Look at the job output:
- While “process 0” did serial work, processes 1 through 3 did their parallel work.
- While process 0 caught up on its parallel work, the rest did nothing at all.
Process 0 always has to finish its serial task before it can start on the parallel work. This sets a lower limit on the amount of time this job will take, no matter how many cores you throw at it.
This is the basic principle behind [Amdahl’s Law][amdahl], which is one way of predicting improvements in execution time for a fixed workload that can be subdivided and run in parallel to some extent.

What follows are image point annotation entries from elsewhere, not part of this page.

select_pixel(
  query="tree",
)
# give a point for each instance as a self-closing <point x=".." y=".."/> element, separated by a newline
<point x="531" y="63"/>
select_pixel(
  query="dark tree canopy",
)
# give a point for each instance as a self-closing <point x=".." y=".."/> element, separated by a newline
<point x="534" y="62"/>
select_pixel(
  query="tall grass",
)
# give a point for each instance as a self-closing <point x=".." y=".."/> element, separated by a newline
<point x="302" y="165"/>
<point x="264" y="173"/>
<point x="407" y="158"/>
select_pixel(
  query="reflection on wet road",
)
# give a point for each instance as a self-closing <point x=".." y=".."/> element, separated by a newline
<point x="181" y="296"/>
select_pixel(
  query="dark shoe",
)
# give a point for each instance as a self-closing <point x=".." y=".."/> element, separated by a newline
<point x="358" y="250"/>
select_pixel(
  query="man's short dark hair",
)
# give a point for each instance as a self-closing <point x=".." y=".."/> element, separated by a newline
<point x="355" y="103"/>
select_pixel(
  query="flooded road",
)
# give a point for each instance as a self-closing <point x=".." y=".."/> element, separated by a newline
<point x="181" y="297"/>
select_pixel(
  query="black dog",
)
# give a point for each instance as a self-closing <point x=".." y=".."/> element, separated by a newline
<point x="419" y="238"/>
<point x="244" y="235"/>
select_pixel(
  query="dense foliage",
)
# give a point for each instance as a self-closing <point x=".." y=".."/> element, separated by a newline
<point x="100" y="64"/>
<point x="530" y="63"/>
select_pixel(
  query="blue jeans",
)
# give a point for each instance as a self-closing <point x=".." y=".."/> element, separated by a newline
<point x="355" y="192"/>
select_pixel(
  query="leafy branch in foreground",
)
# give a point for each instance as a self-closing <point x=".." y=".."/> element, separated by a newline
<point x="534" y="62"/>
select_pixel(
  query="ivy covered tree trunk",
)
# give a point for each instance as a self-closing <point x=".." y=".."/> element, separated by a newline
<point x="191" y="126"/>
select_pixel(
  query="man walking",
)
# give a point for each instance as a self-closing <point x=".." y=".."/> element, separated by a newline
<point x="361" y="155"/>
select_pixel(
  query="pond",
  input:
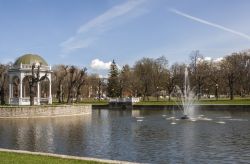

In an HPC environment, we try to reduce the execution time for all types of jobs, and MPI is an extremely common way to combine dozens, hundreds, or thousands of CPUs into solving a single problem. To learn more about parallelization, see the parallel novice lesson lesson.
- Parallel programming allows applications to take advantage of parallel hardware.
- The queuing system facilitates executing parallel tasks.
- Performance improvements from parallel execution do not scale linearly.